Créer un parc au-dessus d’un ancien dépotoir, ce n’est pas de la petite bière. Il a fallu neuf ans pour poser les six premières couches techniques et quatre années supplémentaires pour recouvrir le tout de verdure. Sous vos pieds se cachent jusqu’à 70 mètres de déchets, étouffés par une véritable lasagne géotechnique :

  1. 15 mètres de recouvrement initial (pour réduire les odeurs, éloigner les animaux et contenir les vents)

  2. Couche de drainage (30 cm de roc et béton)

  3. Géotextile (épais de 0,6 mm, pour l'étanchéité)

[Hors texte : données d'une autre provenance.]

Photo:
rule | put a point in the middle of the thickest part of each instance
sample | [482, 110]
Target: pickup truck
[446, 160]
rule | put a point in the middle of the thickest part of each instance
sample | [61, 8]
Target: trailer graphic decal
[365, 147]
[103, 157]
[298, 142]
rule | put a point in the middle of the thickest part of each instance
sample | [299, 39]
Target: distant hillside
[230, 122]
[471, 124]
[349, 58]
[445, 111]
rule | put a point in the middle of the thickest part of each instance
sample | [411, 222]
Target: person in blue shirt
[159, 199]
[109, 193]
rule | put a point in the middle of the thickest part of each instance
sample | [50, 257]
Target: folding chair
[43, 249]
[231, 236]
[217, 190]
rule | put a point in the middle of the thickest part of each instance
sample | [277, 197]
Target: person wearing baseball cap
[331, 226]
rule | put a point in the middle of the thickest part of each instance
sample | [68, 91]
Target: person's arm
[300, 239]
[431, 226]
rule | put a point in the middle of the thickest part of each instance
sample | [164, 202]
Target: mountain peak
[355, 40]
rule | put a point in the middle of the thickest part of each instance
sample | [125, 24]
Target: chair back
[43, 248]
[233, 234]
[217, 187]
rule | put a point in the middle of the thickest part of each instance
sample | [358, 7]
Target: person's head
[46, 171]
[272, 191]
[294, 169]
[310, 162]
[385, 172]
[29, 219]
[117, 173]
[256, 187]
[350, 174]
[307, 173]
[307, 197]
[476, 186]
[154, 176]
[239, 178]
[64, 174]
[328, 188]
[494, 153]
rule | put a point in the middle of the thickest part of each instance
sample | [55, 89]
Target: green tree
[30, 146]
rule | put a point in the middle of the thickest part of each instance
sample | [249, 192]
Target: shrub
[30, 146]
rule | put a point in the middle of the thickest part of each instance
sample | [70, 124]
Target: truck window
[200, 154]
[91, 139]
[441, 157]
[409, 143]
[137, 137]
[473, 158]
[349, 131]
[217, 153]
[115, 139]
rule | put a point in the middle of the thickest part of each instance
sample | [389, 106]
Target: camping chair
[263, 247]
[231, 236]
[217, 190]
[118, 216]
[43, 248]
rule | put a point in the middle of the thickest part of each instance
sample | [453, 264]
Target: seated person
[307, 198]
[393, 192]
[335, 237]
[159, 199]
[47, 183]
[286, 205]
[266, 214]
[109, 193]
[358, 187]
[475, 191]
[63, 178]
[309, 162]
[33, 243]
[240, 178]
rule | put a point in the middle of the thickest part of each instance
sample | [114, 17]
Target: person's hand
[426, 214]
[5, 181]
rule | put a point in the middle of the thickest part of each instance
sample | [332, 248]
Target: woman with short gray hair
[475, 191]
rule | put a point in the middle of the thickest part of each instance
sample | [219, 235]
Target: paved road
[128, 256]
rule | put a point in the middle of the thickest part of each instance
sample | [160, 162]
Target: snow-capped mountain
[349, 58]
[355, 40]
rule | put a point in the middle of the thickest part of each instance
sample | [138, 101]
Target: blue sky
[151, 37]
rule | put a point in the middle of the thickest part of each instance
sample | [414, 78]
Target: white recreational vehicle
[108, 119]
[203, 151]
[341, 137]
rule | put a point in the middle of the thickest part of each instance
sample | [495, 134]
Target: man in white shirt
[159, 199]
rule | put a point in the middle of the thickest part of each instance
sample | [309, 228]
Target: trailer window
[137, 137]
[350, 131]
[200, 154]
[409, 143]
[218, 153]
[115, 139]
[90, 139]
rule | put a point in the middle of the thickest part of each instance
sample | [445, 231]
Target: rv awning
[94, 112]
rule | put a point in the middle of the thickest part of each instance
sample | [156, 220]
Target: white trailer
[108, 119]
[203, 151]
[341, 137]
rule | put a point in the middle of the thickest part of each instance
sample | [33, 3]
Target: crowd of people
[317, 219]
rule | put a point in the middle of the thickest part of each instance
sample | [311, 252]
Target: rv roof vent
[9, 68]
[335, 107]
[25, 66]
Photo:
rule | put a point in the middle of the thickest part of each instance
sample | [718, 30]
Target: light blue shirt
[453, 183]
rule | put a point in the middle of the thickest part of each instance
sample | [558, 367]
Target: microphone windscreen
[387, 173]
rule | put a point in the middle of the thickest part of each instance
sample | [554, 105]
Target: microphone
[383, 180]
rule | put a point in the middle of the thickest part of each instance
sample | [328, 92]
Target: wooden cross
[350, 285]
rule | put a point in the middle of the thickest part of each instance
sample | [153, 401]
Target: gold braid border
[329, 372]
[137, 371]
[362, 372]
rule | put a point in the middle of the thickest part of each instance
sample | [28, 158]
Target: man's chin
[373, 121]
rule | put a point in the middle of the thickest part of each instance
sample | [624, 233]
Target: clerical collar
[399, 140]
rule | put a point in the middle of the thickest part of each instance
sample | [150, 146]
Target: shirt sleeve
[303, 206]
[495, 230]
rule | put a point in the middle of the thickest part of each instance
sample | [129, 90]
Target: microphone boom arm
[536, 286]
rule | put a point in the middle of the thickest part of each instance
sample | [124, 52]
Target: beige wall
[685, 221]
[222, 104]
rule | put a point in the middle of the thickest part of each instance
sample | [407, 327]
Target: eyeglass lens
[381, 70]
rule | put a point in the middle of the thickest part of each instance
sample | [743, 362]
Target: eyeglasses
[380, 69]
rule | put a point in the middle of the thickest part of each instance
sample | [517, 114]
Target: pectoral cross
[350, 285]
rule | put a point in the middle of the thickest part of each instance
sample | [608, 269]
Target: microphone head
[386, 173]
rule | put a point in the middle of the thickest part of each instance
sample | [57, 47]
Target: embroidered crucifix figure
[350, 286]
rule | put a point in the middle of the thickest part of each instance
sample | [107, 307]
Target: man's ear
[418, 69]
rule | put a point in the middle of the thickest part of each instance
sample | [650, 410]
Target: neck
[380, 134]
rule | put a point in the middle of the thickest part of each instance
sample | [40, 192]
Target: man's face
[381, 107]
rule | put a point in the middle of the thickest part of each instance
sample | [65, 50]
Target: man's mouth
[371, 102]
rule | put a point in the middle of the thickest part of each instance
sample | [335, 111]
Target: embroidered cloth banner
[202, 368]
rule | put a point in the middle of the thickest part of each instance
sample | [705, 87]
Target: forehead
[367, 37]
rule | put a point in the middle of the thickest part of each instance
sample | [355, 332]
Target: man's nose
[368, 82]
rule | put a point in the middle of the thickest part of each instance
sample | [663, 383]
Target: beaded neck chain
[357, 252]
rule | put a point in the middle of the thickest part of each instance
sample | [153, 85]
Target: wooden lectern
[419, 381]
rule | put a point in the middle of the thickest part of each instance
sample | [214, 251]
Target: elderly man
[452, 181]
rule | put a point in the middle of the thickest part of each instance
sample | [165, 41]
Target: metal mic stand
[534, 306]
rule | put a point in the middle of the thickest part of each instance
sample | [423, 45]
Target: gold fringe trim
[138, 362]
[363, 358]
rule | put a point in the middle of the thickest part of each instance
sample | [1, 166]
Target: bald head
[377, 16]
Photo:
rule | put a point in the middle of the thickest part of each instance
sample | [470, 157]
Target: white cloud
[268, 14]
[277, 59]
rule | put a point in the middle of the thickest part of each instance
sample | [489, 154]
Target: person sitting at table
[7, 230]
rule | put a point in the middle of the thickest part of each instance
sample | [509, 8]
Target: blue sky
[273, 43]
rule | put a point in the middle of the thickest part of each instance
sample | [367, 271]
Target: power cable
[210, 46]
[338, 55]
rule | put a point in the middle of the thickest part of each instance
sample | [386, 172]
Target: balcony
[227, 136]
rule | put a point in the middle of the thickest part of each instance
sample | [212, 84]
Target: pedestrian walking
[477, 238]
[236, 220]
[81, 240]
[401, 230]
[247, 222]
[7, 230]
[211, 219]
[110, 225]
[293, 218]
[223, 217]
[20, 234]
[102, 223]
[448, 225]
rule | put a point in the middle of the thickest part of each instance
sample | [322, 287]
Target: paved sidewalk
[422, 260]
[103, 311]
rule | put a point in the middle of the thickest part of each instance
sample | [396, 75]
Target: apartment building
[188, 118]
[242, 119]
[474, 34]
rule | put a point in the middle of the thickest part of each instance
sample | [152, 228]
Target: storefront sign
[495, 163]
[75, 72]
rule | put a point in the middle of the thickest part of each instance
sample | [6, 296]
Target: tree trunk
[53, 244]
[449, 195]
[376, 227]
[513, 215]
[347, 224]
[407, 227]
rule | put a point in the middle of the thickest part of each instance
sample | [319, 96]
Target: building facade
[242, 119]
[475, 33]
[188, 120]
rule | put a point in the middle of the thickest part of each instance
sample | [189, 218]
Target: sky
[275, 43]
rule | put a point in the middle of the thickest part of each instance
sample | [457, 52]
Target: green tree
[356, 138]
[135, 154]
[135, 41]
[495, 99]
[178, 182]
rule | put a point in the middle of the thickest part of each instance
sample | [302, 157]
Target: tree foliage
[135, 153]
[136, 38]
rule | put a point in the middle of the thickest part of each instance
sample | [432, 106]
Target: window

  4. Sable filtrant (10 cm de sable fin, soit 40 000 tonnes!)

  5. Couche capillaire de silt/limon (45 à 50 cm)

  6. Couche de protection (encore 50 cm, pour les interventions futures)

  7. Compost et sol de surface (avec 24 000 tonnes de feuilles compostées et 10 000 tonnes de copeaux de bois)

C’est sur ce millefeuille géant que pousse aujourd’hui la végétation. Et elle pousse bien! Plus de 525 arbres, 17 800 arbustes et vivaces ont été plantés, et cinq types d’ensemencement adaptés au climat sec du site assurent une végétation durable… sans trop d’arrosage. Et c’est sans compter une faune qui se réapproprie les lieux !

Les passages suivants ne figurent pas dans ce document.